Das vollautomatisierte Sudhaus, bei dem sich die manuellen Tätigkeiten auf das Hopfenvorlegen der Pellets und die Laborarbeiten beschränken, ist ausgelegt auf zehn Sude pro Tag. „Die Variabilität der Ausschlagmenge des Sudhauses von 85 bis 125 Hektoliter erlaubt es uns, auch Spezialbiere mit hoher Schüttung zu produzieren.
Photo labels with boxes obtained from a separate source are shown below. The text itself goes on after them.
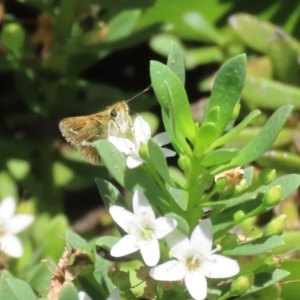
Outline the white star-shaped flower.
[150,219,240,300]
[0,197,34,258]
[109,191,177,267]
[78,291,92,300]
[108,116,176,169]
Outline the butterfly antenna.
[125,84,152,102]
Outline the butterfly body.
[59,101,131,165]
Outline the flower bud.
[68,249,95,275]
[264,214,286,235]
[1,23,25,51]
[262,256,281,272]
[221,233,237,250]
[234,179,247,194]
[108,269,131,290]
[262,185,282,206]
[252,284,282,300]
[231,103,241,120]
[258,169,276,184]
[233,210,245,223]
[178,154,192,171]
[230,273,255,295]
[139,142,150,161]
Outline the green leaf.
[195,122,218,155]
[183,11,222,44]
[0,275,36,300]
[95,178,126,209]
[209,110,260,149]
[167,185,189,211]
[201,148,239,167]
[222,235,284,256]
[165,213,190,236]
[202,54,247,135]
[42,215,69,259]
[242,77,300,109]
[148,139,171,184]
[239,269,290,300]
[150,61,195,141]
[66,230,92,251]
[230,105,293,166]
[268,29,300,86]
[167,43,185,85]
[229,13,300,53]
[256,150,300,173]
[58,282,79,300]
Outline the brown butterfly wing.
[59,116,107,165]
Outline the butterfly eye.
[110,109,118,118]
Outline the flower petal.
[0,197,16,226]
[0,234,23,258]
[191,219,212,256]
[133,115,151,145]
[109,205,140,235]
[184,271,207,300]
[108,135,136,155]
[4,214,34,234]
[110,234,140,257]
[126,154,144,169]
[154,217,177,239]
[149,260,186,281]
[140,239,160,267]
[161,148,177,157]
[153,132,171,146]
[132,190,155,221]
[106,288,120,300]
[78,291,92,300]
[200,254,240,278]
[166,228,191,261]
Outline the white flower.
[106,288,120,300]
[78,292,92,300]
[109,191,177,267]
[108,116,176,169]
[0,197,34,258]
[150,219,239,300]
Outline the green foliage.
[0,0,300,300]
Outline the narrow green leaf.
[167,185,189,211]
[167,43,185,85]
[150,61,195,141]
[95,178,126,209]
[256,150,300,173]
[222,235,284,256]
[66,230,91,251]
[242,77,300,109]
[183,11,222,44]
[268,29,300,86]
[239,269,290,300]
[195,122,218,155]
[0,276,36,300]
[58,282,78,300]
[148,139,171,184]
[209,110,260,149]
[202,54,247,135]
[230,105,293,166]
[229,13,300,53]
[201,148,239,167]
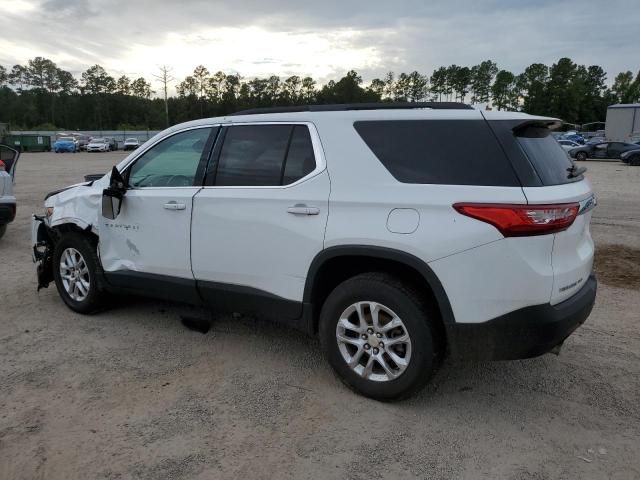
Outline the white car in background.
[87,137,109,152]
[124,137,140,150]
[0,145,20,237]
[558,140,582,152]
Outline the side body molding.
[303,245,455,329]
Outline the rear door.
[191,123,329,318]
[496,122,595,304]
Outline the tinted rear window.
[354,120,524,187]
[514,126,582,185]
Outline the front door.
[99,127,217,301]
[191,123,329,320]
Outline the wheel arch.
[303,245,455,338]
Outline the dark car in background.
[104,137,118,152]
[569,142,640,161]
[53,137,78,153]
[559,133,584,145]
[620,149,640,167]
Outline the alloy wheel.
[60,247,91,302]
[336,301,411,382]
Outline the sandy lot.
[0,153,640,480]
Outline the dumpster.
[4,135,51,152]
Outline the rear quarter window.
[488,119,583,187]
[514,127,582,185]
[354,120,524,187]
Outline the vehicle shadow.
[97,296,570,409]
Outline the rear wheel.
[320,273,438,401]
[53,232,104,313]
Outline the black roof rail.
[227,102,473,116]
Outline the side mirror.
[102,188,123,220]
[102,167,127,220]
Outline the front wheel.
[320,273,439,401]
[53,232,104,313]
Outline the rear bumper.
[447,274,597,360]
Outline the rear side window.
[282,125,316,185]
[354,120,520,187]
[514,126,582,185]
[215,125,316,187]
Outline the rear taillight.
[453,203,580,237]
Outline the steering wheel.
[167,175,193,187]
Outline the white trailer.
[605,103,640,143]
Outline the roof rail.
[227,102,473,116]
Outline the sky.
[0,0,640,93]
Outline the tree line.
[0,57,640,130]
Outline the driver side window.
[129,127,213,188]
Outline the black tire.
[53,232,105,314]
[319,272,441,401]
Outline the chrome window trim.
[202,120,327,190]
[120,123,222,192]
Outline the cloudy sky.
[0,0,640,91]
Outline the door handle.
[287,203,320,215]
[163,201,187,210]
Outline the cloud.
[0,0,640,90]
Wenn wir die maximale Schüttung im Läuterbottich nutzen, können wir Biere bis 22/23 Grad Plato Stammwürze mit reiner Malzmaische fahren“, zeigt sich Peter Kaufmann begeistert. Im Sudhaus werden jetzt zehn Sorten Bier eingebraut und daraus 13 verschiedene Biersorten und Biermischgetränke hergestellt, darunter Pils, Weißbier, dunkles Weißbier, Märzen, Dunkles und Schwarzes. „Auch durch die unterschiedliche Belegung der zwei Maischegefäße sind wir sehr flexibel in Hinblick auf Stammwürzegehalt, Hektolitermenge und Hopfengabe.“

Einsparpotentiale: 230 Kilowatt und 20 Hektoliter Eiswasser für Gesamtersparnis von 15 Prozent
Das alte Sudhaus bot acht Sude pro Tag mit 90 Hektoliter Ausschlagwürze, hatte einen Pfannendunstkondensator, aber keine weitere Möglichkeiten der Energieeinsparung. Markant fällt auch der Unterschied in der Verdampfungsrate aus: Waren es früher acht Prozent, so müssen jetzt nur noch vier Prozent verdampft werden. Auch die Reinigung ist deutlich komfortabler geworden. Sie geschieht nun vollautomatisch über einen CIP-Verteiler, nicht mehr wie früher über Paneel-Technik mit Bogenverstellung. „Insgesamt benötigen wir natürlich mit dem Energiespeichersystem Equitherm viel weniger Energie. Wir können die Maischegefäße sowohl mit Dampf beheizen, was wir für das Dekoktionsverfahren benötigen, um die entsprechenden Temperaturen zu erreichen, oder mit Heißwasser aus dem Equitherm. Rund 230 Kilowatt werden dann pro Sud vom Würzekühler ins Energiespeichersystem gespeist. Außerdem sparen wir 20 Hektoliter Eiswasser pro Sud ein. Im gesamten Sudprozess erwarten wir eine Energieeinsparung von 15 Prozent“, erklärt Peter Kaufmann.